A word of warning here: this narrative goes to some very dark places. It covers mental illness, multiple sexual assaults, and an attempted suicide in the seminary building. It is obvious that Myer has done a tremendous amount of healing, but she does not hold back, does not try to massage these events to make them more palatable for her reader. As a result, I often had the impulse to look away. But I decided to stay with it because I felt that I was bearing witness to Myer’s trauma. This might not be the best call for all, though, so proceed with care.
These tough moments are cut with moments suffused with great tenderness. When Caitlin is in a psych ward after her suicide attempt, for example, her father comes to visit her with a piece of paper and a charcoal pencil in hand. He then goes on to lovingly teach her how to draw a face.
The eyes, he says, are halfway down the face.
No way, I say.
It’s true. We’re all forehead. Me especially, he says, laughing, rubbing his hand over his bald head.

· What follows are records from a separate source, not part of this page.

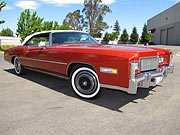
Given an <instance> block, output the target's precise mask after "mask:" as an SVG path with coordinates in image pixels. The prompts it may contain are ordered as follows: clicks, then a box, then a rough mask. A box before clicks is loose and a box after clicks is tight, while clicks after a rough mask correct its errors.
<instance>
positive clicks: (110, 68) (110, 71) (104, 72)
mask: <svg viewBox="0 0 180 135" xmlns="http://www.w3.org/2000/svg"><path fill="white" fill-rule="evenodd" d="M100 72H103V73H110V74H118V70H117V69H113V68H106V67H100Z"/></svg>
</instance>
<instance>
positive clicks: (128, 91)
mask: <svg viewBox="0 0 180 135" xmlns="http://www.w3.org/2000/svg"><path fill="white" fill-rule="evenodd" d="M131 68H132V69H133V63H132V65H131ZM173 71H174V65H173V64H171V65H169V66H162V67H159V68H158V69H157V70H156V71H148V72H143V73H140V74H137V75H133V74H134V72H133V71H131V76H130V78H131V79H130V81H129V88H128V89H127V93H129V94H136V93H137V88H138V87H141V88H149V87H150V86H156V85H157V84H159V83H160V82H162V81H163V80H164V78H166V77H167V75H168V74H169V73H171V74H172V73H173ZM132 72H133V73H132Z"/></svg>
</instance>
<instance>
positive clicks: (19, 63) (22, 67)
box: [14, 57, 26, 75]
mask: <svg viewBox="0 0 180 135" xmlns="http://www.w3.org/2000/svg"><path fill="white" fill-rule="evenodd" d="M14 70H15V72H16V74H17V75H21V74H24V73H25V71H26V70H25V69H24V67H23V66H22V65H21V63H20V60H19V59H18V57H15V58H14Z"/></svg>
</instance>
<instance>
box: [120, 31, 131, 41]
mask: <svg viewBox="0 0 180 135" xmlns="http://www.w3.org/2000/svg"><path fill="white" fill-rule="evenodd" d="M120 40H121V41H123V42H124V43H126V42H127V41H128V40H129V35H128V33H127V30H126V29H124V30H123V34H122V35H121V38H120Z"/></svg>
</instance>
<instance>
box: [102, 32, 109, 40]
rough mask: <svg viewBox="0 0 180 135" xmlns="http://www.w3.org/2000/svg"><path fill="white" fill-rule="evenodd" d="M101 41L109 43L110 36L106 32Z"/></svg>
mask: <svg viewBox="0 0 180 135" xmlns="http://www.w3.org/2000/svg"><path fill="white" fill-rule="evenodd" d="M103 40H104V41H106V42H109V40H110V34H109V33H108V32H106V33H105V35H104V38H103Z"/></svg>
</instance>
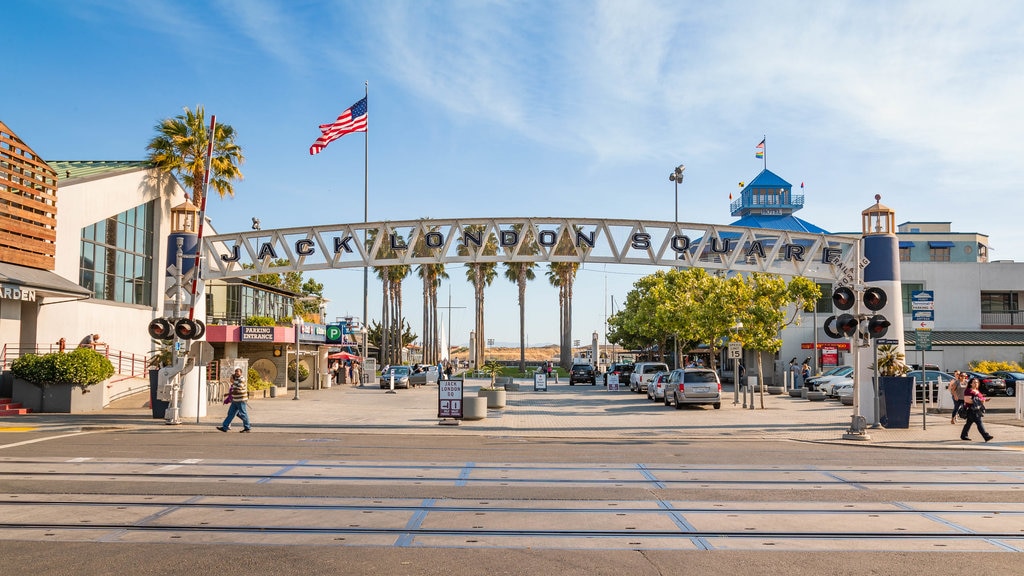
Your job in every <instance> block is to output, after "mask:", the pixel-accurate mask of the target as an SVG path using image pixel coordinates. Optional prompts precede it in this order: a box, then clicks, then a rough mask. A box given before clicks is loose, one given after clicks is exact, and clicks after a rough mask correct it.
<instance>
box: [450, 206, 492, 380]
mask: <svg viewBox="0 0 1024 576" xmlns="http://www.w3.org/2000/svg"><path fill="white" fill-rule="evenodd" d="M483 231H484V227H483V225H480V224H474V225H469V227H466V232H467V233H470V234H473V235H479V234H482V233H483ZM481 252H482V254H483V255H487V256H490V255H494V254H497V253H498V240H497V239H496V238H495V235H494V234H488V235H487V239H486V240H485V241H484V242H483V246H482V247H481ZM459 254H460V255H463V256H465V255H469V254H470V251H469V248H467V247H466V245H465V244H461V245H460V246H459ZM496 269H497V264H496V263H495V262H469V263H467V264H466V280H468V281H469V282H470V283H472V284H473V304H474V312H475V317H476V323H475V326H474V328H473V329H474V331H475V332H476V347H475V351H474V353H473V357H474V359H475V362H476V365H475V366H474V367H473V368H477V369H478V368H479V367H480V366H481V365H482V363H483V349H484V348H483V343H484V341H485V340H484V338H483V288H484V287H486V286H490V284H492V283H493V282H494V281H495V278H496V277H497V276H498V271H497V270H496Z"/></svg>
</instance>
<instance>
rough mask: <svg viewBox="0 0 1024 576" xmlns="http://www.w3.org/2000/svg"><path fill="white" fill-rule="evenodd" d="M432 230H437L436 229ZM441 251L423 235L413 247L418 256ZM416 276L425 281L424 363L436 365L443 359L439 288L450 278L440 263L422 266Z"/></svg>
mask: <svg viewBox="0 0 1024 576" xmlns="http://www.w3.org/2000/svg"><path fill="white" fill-rule="evenodd" d="M432 230H433V231H436V230H437V229H436V227H434V228H433V229H432ZM439 250H440V249H439V248H430V247H428V246H427V245H426V241H425V240H424V236H423V235H421V236H420V239H419V240H418V241H417V242H416V244H415V245H414V246H413V253H414V254H415V255H417V256H429V255H431V254H432V253H433V254H436V253H437V252H438V251H439ZM416 274H417V276H419V277H420V279H422V280H423V361H424V362H425V363H430V364H436V363H437V362H439V361H440V358H441V354H440V343H439V342H438V341H437V340H438V333H437V328H438V327H437V287H438V286H439V285H440V283H441V280H443V279H446V278H447V277H449V276H447V273H446V272H445V271H444V264H440V263H438V264H420V265H419V266H417V269H416Z"/></svg>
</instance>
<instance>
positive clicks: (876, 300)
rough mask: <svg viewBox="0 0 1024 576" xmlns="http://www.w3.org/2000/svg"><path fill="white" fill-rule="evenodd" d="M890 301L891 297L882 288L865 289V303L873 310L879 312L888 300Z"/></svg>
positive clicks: (865, 305)
mask: <svg viewBox="0 0 1024 576" xmlns="http://www.w3.org/2000/svg"><path fill="white" fill-rule="evenodd" d="M888 301H889V297H888V296H886V291H885V290H883V289H882V288H868V289H867V290H864V305H865V306H867V310H869V311H871V312H879V311H880V310H882V308H884V307H886V302H888ZM843 310H847V308H843Z"/></svg>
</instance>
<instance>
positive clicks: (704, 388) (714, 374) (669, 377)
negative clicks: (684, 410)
mask: <svg viewBox="0 0 1024 576" xmlns="http://www.w3.org/2000/svg"><path fill="white" fill-rule="evenodd" d="M686 404H711V405H712V406H714V407H715V410H718V409H719V408H721V407H722V382H721V380H719V379H718V373H716V372H715V371H714V370H710V369H708V368H677V369H675V370H673V371H672V372H671V373H670V374H669V383H668V384H666V386H665V405H666V406H673V405H674V406H675V407H676V410H679V409H681V408H682V407H683V405H686Z"/></svg>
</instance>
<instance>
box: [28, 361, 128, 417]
mask: <svg viewBox="0 0 1024 576" xmlns="http://www.w3.org/2000/svg"><path fill="white" fill-rule="evenodd" d="M10 371H11V374H13V376H14V378H15V380H14V397H15V400H17V401H18V402H22V404H23V405H25V406H26V407H28V408H32V409H33V410H37V411H39V412H85V411H89V410H99V409H101V408H102V407H103V398H102V395H101V394H99V395H93V396H92V397H89V398H88V399H82V398H81V397H82V396H83V395H86V394H88V393H89V386H92V385H94V384H98V383H99V382H102V381H103V380H105V379H108V378H110V377H111V376H113V375H114V365H113V364H111V361H110V360H108V359H106V357H104V356H103V355H101V354H99V353H98V352H96V351H94V349H92V348H75V349H74V351H71V352H55V353H51V354H46V355H42V356H37V355H34V354H27V355H25V356H23V357H20V358H18V359H17V360H15V361H14V362H12V363H11V366H10ZM23 382H24V383H28V384H31V387H29V386H26V385H24V384H23ZM33 387H34V388H36V390H33V389H32V388H33ZM75 388H79V392H80V393H81V394H77V395H76V394H73V393H74V392H75ZM34 393H35V394H34ZM19 397H20V398H19Z"/></svg>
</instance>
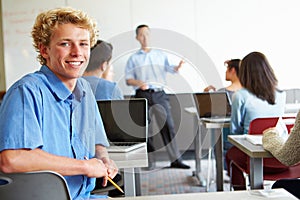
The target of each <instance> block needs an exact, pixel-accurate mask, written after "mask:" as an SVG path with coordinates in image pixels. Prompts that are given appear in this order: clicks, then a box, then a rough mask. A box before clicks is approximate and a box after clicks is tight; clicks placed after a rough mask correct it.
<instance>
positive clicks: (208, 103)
mask: <svg viewBox="0 0 300 200" xmlns="http://www.w3.org/2000/svg"><path fill="white" fill-rule="evenodd" d="M194 97H195V101H196V105H197V109H198V113H199V117H200V119H201V120H204V121H210V122H229V121H230V116H231V100H230V98H229V96H228V94H227V93H226V92H225V91H224V92H223V91H222V92H221V91H220V92H201V93H195V94H194Z"/></svg>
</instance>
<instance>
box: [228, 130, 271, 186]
mask: <svg viewBox="0 0 300 200" xmlns="http://www.w3.org/2000/svg"><path fill="white" fill-rule="evenodd" d="M228 141H229V142H230V143H232V144H233V145H234V146H236V147H237V148H238V149H240V150H241V151H243V152H244V153H245V154H247V155H248V156H249V157H250V185H251V189H261V188H263V158H272V157H273V156H272V155H271V154H270V153H269V152H267V151H265V150H264V148H263V147H262V146H261V145H254V144H252V143H250V142H249V141H248V140H246V138H245V135H229V136H228Z"/></svg>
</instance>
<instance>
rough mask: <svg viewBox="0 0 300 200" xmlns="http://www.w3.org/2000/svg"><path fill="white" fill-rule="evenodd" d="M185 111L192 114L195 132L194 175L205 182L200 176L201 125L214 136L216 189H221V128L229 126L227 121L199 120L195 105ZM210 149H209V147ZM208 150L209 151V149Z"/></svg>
mask: <svg viewBox="0 0 300 200" xmlns="http://www.w3.org/2000/svg"><path fill="white" fill-rule="evenodd" d="M185 111H186V112H188V113H190V114H192V115H193V116H194V132H195V140H194V144H195V161H196V171H195V175H196V177H197V178H198V179H199V181H200V184H201V183H203V182H205V181H203V177H202V176H201V147H200V144H201V133H200V132H201V131H200V130H201V127H204V128H205V129H207V130H209V131H210V132H211V137H212V138H216V139H217V140H216V144H215V145H214V151H215V159H216V169H217V176H216V177H217V180H216V182H217V191H223V190H224V188H223V137H222V129H223V128H224V127H229V123H228V122H227V123H224V122H208V121H204V120H201V118H199V117H198V112H197V109H196V108H195V107H189V108H186V109H185ZM210 150H211V149H210ZM210 150H209V151H210ZM206 184H207V189H208V188H209V183H208V182H207V183H206Z"/></svg>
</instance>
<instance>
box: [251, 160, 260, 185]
mask: <svg viewBox="0 0 300 200" xmlns="http://www.w3.org/2000/svg"><path fill="white" fill-rule="evenodd" d="M250 184H251V189H262V188H263V159H262V158H250Z"/></svg>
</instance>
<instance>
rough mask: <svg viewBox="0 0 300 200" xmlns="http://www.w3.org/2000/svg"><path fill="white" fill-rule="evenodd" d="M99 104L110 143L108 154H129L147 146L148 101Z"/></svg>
mask: <svg viewBox="0 0 300 200" xmlns="http://www.w3.org/2000/svg"><path fill="white" fill-rule="evenodd" d="M97 104H98V108H99V111H100V114H101V117H102V121H103V125H104V129H105V131H106V135H107V138H108V140H109V143H110V146H109V147H108V148H107V151H108V152H129V151H132V150H135V149H137V148H140V147H144V146H146V143H147V136H148V117H147V115H148V108H147V100H146V99H142V98H141V99H138V98H132V99H123V100H99V101H97Z"/></svg>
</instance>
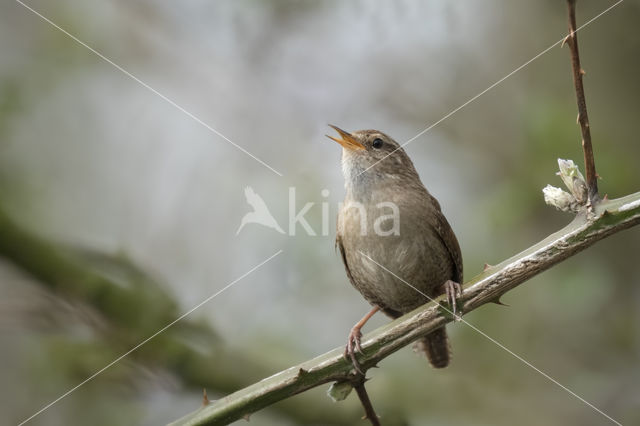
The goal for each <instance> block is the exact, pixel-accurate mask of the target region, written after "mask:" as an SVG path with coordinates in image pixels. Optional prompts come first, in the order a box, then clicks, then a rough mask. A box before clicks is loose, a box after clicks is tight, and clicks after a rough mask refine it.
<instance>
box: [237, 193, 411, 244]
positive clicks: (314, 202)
mask: <svg viewBox="0 0 640 426" xmlns="http://www.w3.org/2000/svg"><path fill="white" fill-rule="evenodd" d="M320 194H321V196H322V198H323V200H322V201H320V202H307V203H305V204H304V205H303V206H302V207H301V208H299V209H298V206H297V203H296V188H295V187H289V197H288V209H287V211H288V214H289V215H288V218H287V221H286V226H285V228H286V230H285V229H283V228H282V227H281V226H280V222H278V220H277V219H276V218H275V217H274V216H273V214H272V213H271V210H269V207H268V206H267V203H266V202H265V200H264V199H263V198H262V197H261V196H260V195H259V194H258V193H257V192H256V191H255V190H254V189H253V188H252V187H250V186H247V187H246V188H245V189H244V196H245V199H246V202H247V204H249V206H250V207H251V208H252V211H250V212H248V213H246V214H245V215H244V216H243V217H242V219H241V220H240V226H239V227H238V230H237V231H236V235H238V234H240V232H241V231H242V230H243V229H244V227H245V226H247V225H250V224H257V225H262V226H264V227H267V228H270V229H273V230H274V231H276V232H278V233H280V234H283V235H289V236H295V235H296V233H297V232H298V229H302V230H303V231H304V232H305V233H306V234H307V235H309V236H318V235H320V236H328V235H329V233H330V232H331V231H330V229H329V218H330V215H331V214H333V215H334V217H335V215H336V214H337V212H338V211H341V212H342V214H343V216H348V217H349V218H353V219H357V220H358V222H359V227H360V235H368V234H369V233H370V232H373V233H374V234H375V235H378V236H383V237H386V236H395V235H400V209H399V208H398V206H397V205H396V204H395V203H394V202H392V201H380V202H378V203H377V204H375V206H374V207H373V208H372V207H369V208H366V207H365V205H364V204H363V203H360V202H357V201H350V202H348V203H347V204H344V203H342V202H341V203H338V204H337V209H336V210H333V209H331V206H330V203H329V201H328V197H329V194H330V192H329V190H328V189H323V190H322V191H321V192H320ZM316 204H319V206H316ZM318 207H319V208H320V222H321V223H320V224H319V226H318V224H314V225H315V226H312V224H311V223H310V222H309V220H307V214H309V213H314V214H313V216H317V215H316V214H315V213H316V212H317V208H318ZM314 209H316V211H315V212H314V211H313V210H314ZM282 223H285V222H282ZM318 228H319V229H320V232H319V233H318V232H316V230H317V229H318Z"/></svg>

He leaves a streak of charcoal on his skull. (104)
This is a memory Myer will return to again and again.
In the dot-to-dot pictures of my childhood, my pencil sometimes followed a predictable route. One dot led to the dot closest to it. But other times, the trajectory was unexpected. The next number suddenly had me zipping diagonally to the bottom corner of the page or back into a section of the picture my pencil had worked through much earlier. This kind of work can be, at times, disorienting. Looking at the closest dot, you think: Why isn’t this the next move? But the thing is, even if it’s the closest dot, going there won’t necessarily lead to a final picture that makes sense. Going to the closest dot could mean you end up with a dog without a tail, for instance. Some might similarly find Myer’s route to be baffling. But once I finished the book, all these points added up. While the picture of her life might not be the one you expected or the one you would choose for her, that, for me, is the point. She is aware that the life she has created might not lead to a pat ending, that she might not end up happy. Throughout the book, Myer compares herself to her mother, whose potential is never fully realized. Instead, her mother increasingly spends her days in bed. She says, “Mom suffocated her rage until it nailed her to the bed. I let mine pull me forward, carrying my bed on my back. I might land myself an emptiness as great as my mother’s. An open question. Solitude is terror, and I am walking directly into its eye” (242). Myer has made bold decisions. I was happy to trace the points along her journey and to see the portrait that finally emerged—a portrait of her own making.
Caitlin Myer. Wiving: A Memoir of Loving and Then Leaving the Patriarchy. New York: Simon and Schuster, 2020. 283pp. Hardcover: $14.99. Kindle: $18.83. ISBN: 9781950691470.